第1話 お引越し
「はぁっ……ついに、この日が来ちゃった……」
引っ越し業者のトラックが去った後の、少しガランとしたワンルームアパート。 私は段ボールの山を前に、一人で密かにため息をついた。
物心ついた時からずっと隣の家に住んでいた、一つ年上のお兄ちゃんが進学を機に、今日からここで一人暮らしを始めることになったのだ。 このままじゃ、ただの『昔の隣人』になって、疎遠になっちゃうかもしれない。 だからこそ、私――ノドカは、普段の引っ込み思案な自分を捨てて、決死の覚悟でこの部屋に乗り込んできたのだ。
「ふぅ……ちょっと暑いね、お兄ちゃん」
私は荷解きの手を止め、額の汗を拭うふりをして彼を見上げた。 今日のために新調した、少し胸元がゆるいキャミソール。その上にエプロンを着るという、ネットで調べた『男を落とすあざとい部屋着コーデ』だ。 普段絶対に着ないような格好に心臓はバクバクだけれど、ここで女性として意識させなきゃ!
「あぁ。エアコンの設置は来週だからな。ほら、水分補給しろ」 「えっ」
お兄ちゃんは私の無防備な胸元には一切目もくれず、コンビニ袋から取り出した冷たいゼロカロリーコーラを私の頬にピトッと押し当ててきた。
「ひゃっ!?」 「顔が赤いぞ。熱中症には気をつけろ」 「あ、ありがとう……って、そうじゃないのに……」 「後、そのエプロン」 「え?」
そう言うと、お兄ちゃんは私の前でしゃがみ込み、エプロンの裾をぺろっとめくった。
「きゃーっ!?」
なになに、もしかして急にスイッチ入っちゃった!? そりゃ、部屋で2人きりだし、そういうのを期待してなかったわけじゃ……って、そうじゃなくて! どうしよどうしよ!?

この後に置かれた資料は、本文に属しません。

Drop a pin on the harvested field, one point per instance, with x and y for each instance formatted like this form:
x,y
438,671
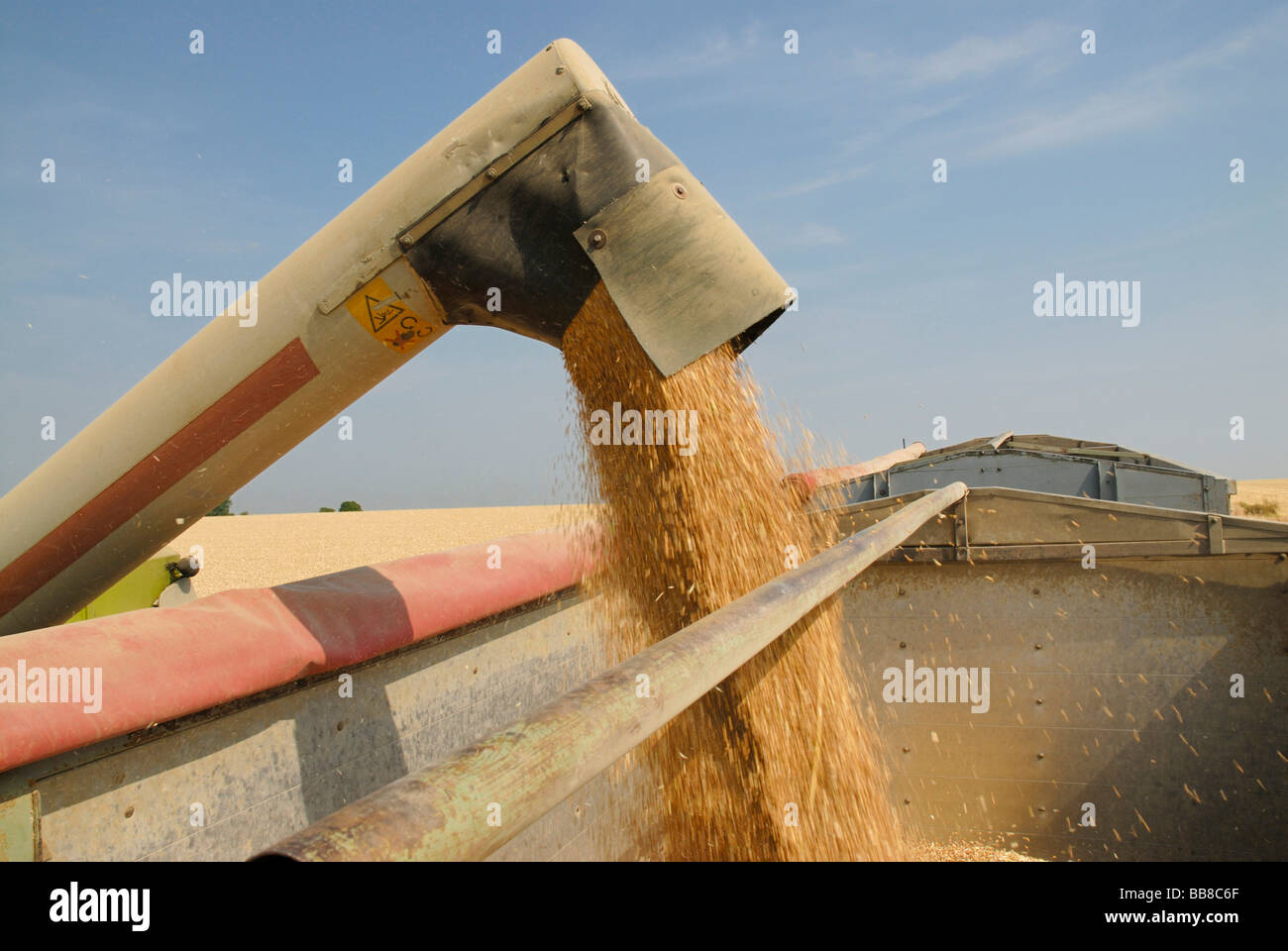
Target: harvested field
x,y
1258,492
265,551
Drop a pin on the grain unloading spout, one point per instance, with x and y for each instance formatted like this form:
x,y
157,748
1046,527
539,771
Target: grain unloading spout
x,y
592,196
510,217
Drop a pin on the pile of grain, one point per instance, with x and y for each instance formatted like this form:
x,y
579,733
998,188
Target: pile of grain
x,y
778,762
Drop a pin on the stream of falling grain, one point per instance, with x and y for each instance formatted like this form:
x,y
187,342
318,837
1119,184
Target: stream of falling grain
x,y
780,761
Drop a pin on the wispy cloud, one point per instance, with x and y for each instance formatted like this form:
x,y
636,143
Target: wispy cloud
x,y
824,180
970,56
811,235
716,53
1142,101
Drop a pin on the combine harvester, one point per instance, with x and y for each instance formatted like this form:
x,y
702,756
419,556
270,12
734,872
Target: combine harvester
x,y
433,707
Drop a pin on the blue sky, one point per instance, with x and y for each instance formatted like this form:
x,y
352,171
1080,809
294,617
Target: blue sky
x,y
915,296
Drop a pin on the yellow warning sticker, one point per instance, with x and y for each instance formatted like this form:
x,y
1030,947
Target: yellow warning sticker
x,y
389,318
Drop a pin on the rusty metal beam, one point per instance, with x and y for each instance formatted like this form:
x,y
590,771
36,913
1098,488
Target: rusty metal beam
x,y
475,801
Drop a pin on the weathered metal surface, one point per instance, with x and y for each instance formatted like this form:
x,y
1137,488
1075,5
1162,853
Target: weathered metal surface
x,y
232,781
682,272
1006,523
140,589
806,483
477,800
348,308
1052,466
159,665
1153,689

「引っ越し作業の時にエプロンは汚れるからやめた方がいいぞ。足元も見えづらくて動きにくいしな」 「……は?」
相変わらずの、見事なまでの無表情。 私の決死の色仕掛けは、彼の超・合理的な体調管理と、衣装の効率化の前に一瞬で粉砕されてしまった。
気を取り直さないと。次の作戦は『胃袋を掴む』だ。
「ね、ねえ! 荷解きも一段落したし、私、何かご飯作るよ! 冷蔵庫の余り物とか……あ、まだ何もないか。じゃあスーパーに買い出しに――」 「いや、その必要はない。コンビニで買ってきたから」
お兄ちゃんは備え付けの小さなコンロに火をつけ、小鍋でお湯を沸かし始めた。 取り出したのは、ごく普通の袋入りの『醤油ラーメン』。

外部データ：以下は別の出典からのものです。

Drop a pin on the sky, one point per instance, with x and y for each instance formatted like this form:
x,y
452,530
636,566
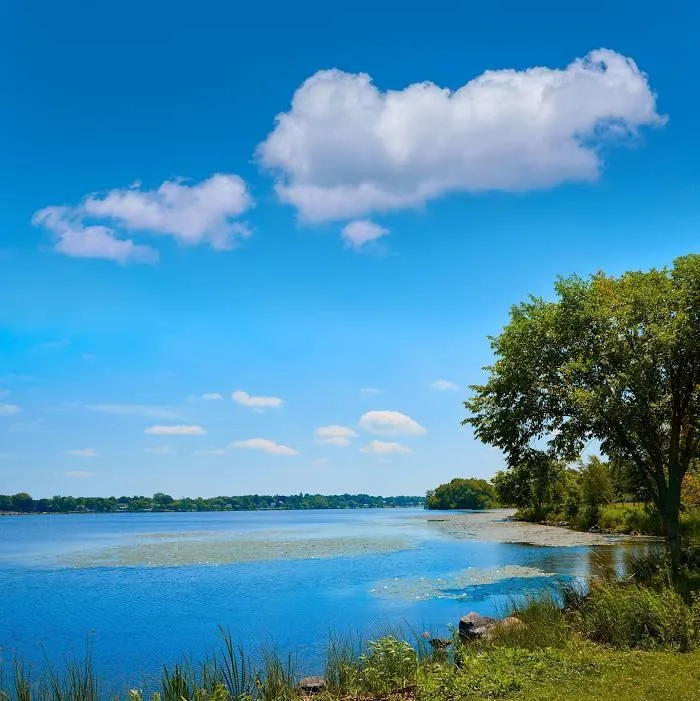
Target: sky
x,y
260,247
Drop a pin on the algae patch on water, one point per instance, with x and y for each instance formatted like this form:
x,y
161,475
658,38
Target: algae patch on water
x,y
494,525
221,551
455,585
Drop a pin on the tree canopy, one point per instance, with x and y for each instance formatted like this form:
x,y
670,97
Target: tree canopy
x,y
611,359
23,503
462,494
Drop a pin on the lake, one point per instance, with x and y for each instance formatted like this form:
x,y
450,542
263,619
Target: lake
x,y
144,589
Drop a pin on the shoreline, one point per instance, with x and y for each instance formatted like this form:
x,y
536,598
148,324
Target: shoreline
x,y
499,525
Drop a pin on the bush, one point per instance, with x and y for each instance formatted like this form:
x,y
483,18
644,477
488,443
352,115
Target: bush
x,y
628,518
389,665
631,616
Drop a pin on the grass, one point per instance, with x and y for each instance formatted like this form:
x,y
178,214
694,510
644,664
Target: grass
x,y
631,638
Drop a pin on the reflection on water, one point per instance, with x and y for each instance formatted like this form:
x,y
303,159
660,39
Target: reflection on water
x,y
455,585
148,588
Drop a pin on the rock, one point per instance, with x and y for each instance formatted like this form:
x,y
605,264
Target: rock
x,y
439,644
474,626
510,622
478,620
312,685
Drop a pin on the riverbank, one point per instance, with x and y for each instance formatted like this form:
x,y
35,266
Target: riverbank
x,y
578,653
501,525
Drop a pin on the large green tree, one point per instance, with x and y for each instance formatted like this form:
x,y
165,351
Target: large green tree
x,y
612,359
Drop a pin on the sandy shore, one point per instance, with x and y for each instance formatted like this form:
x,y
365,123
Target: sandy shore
x,y
494,526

「ええっ、引っ越し初日のご飯がインスタントラーメン!? せめて私に何か作らせてよぅ……」 「ん? 湯を沸かすだけでカロリーが摂取できる。これで十分だ」 「お、お兄ちゃん、こんな栄養偏ったご飯ばっかり食べてちゃダメだよ! 今度、私がちゃんとご飯作りに来るからね!」
勢いで宣言してしまった。 ウザいって思われたかな。どうしよう、と焦っていると、お兄ちゃんはポケットから銀色の小さな鍵を取り出し、私に向かってポーンと投げた。

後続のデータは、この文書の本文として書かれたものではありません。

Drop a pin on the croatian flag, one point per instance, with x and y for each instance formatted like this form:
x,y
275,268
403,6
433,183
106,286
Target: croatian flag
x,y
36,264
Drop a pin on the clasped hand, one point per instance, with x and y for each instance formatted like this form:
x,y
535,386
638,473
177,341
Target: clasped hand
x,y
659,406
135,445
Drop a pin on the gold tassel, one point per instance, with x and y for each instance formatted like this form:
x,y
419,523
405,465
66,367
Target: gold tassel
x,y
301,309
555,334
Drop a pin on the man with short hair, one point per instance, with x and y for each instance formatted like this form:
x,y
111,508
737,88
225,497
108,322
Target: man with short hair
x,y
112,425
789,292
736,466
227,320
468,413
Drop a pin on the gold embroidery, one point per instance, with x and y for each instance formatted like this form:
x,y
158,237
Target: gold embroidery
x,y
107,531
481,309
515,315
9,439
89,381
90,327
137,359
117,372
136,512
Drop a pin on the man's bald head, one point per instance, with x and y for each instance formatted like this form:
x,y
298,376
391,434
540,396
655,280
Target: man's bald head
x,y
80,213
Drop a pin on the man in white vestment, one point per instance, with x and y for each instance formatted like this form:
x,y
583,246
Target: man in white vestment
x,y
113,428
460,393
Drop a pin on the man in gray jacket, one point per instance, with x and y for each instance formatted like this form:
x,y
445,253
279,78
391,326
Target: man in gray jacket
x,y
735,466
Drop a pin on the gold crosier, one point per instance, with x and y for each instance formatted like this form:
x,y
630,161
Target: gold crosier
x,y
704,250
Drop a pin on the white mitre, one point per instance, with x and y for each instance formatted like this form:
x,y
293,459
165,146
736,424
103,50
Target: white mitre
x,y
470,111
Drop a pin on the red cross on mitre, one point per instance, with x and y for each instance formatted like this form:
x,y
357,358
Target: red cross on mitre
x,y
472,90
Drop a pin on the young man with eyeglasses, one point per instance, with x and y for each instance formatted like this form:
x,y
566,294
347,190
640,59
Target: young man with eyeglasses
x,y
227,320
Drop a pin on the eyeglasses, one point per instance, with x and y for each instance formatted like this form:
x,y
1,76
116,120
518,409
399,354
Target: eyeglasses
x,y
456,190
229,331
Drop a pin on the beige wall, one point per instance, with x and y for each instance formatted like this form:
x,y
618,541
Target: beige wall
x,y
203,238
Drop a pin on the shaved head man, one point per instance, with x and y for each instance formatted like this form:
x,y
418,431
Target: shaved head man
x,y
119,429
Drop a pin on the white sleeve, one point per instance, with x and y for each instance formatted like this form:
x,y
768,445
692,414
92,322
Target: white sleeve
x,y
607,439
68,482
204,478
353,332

「え?」 「合鍵。俺が鍵をなくした時のための、緊急用だ。……頼むぞ」
私の顔が、一瞬で沸騰したように熱くなった。 誘惑作戦は全部空回りしたのに。ご飯もインスタントラーメンだったのに。 引っ越し初日に、合鍵をもらってしまった。
「~~っ! わ、わかった! ちゃんと管理しとくから!」
心臓の音が部屋中に響きそうなくらいドキドキしている私。 それなのに、目の前でズルズルと醤油ラーメンをすするお兄ちゃんは、いつものように涼しい無表情のままだった。